Mme la Présidente - J'ai reçu de Mme Christine Boutin une question préalable déposée en application de l'article 91, alinéa 4, du Règlement.

Mme Christine Boutin - Mme Guigou a conclu son propos par une allusion à Christophe Colomb. Je commencerai le mien en faisant la même référence.

Les Indiens du Nouveau Monde, rencontrés en 1492 par Christophe Colomb, étaient-ils de race humaine plutôt qu'animale et donc digne d'être traités comme nos semblables ? La question peut aujourd'hui surprendre, pour ne pas dire choquer, tant la réponse nous paraît évidente. Les conquistadores avaient pourtant quelques raisons d'hésiter, certains indigènes étant anthropophages ou pratiquant des sacrifices humains. Et leur interrogation était loin d'être uniquement théorique car de la réponse dépendait une série de conséquences pratiques. Compte tenu des intérêts en jeu, comme il était tentant de dénier à l'adversaire la qualité d'être humain, en se fondant sur les anciennes théories de « l'esclave par nature » chères aux Grecs ! Selon ces derniers, l'humanité devait s'entendre par degrés, ce qui justifiait les traitements indignes réservés à ceux qui étaient réputés ne pas pouvoir se gouverner eux-mêmes.

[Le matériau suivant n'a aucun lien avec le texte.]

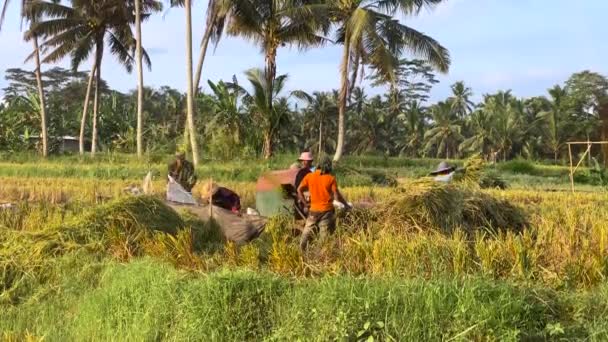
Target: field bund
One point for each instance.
(64, 276)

Cinq siècles plus tard, l'humanité des Indiens d'Amérique reconnue grâce au combat mené par des hommes de conviction parmi lesquels le dominicain Bartolomoe de Las Casas, la conscience que nous avons du massacre des indigènes du Nouveau Monde nous laisse encore un sentiment de culpabilité collective. Et cette page de notre histoire montre combien, dans le feu de la découverte, aux prises avec des données inédites et loin de ses repères habituels, l'homme manque de discernement moral.

Et comment ne pas voir qu'en ce début de millénaire, nous nous sommes lancés à l'assaut, nous aussi, d'un nouveau continent que nous avons baptisé « Bioéthique » ? Comment ne pas comprendre que les conquistadores d'aujourd'hui ont troqué leurs armures contre certaines blouses blanches, leurs arquebuses contre des éprouvettes ? Comment ne pas réaliser que les indigènes de cette terre inconnue portent le nom d' « embryons » ? Tout comme pour les Indiens du XVe siècle, on leur conteste le respect dû à toute personne humaine. Ces nouveaux indigènes n'ont pas d'or mais sont riches de cellules. Et la fin justifiant toujours les moyens, l'embryon est lui aussi condamné à l'esclavage, un esclavage froid et aseptisé, dans l'attente d'être pillé dans son intégrité physique. Indiens d'Amérique, Indiens de « Bioéthique », frères de la même infortune, victimes de la même absence d'une autorité régulatrice, capable d'anticiper les passions humaines...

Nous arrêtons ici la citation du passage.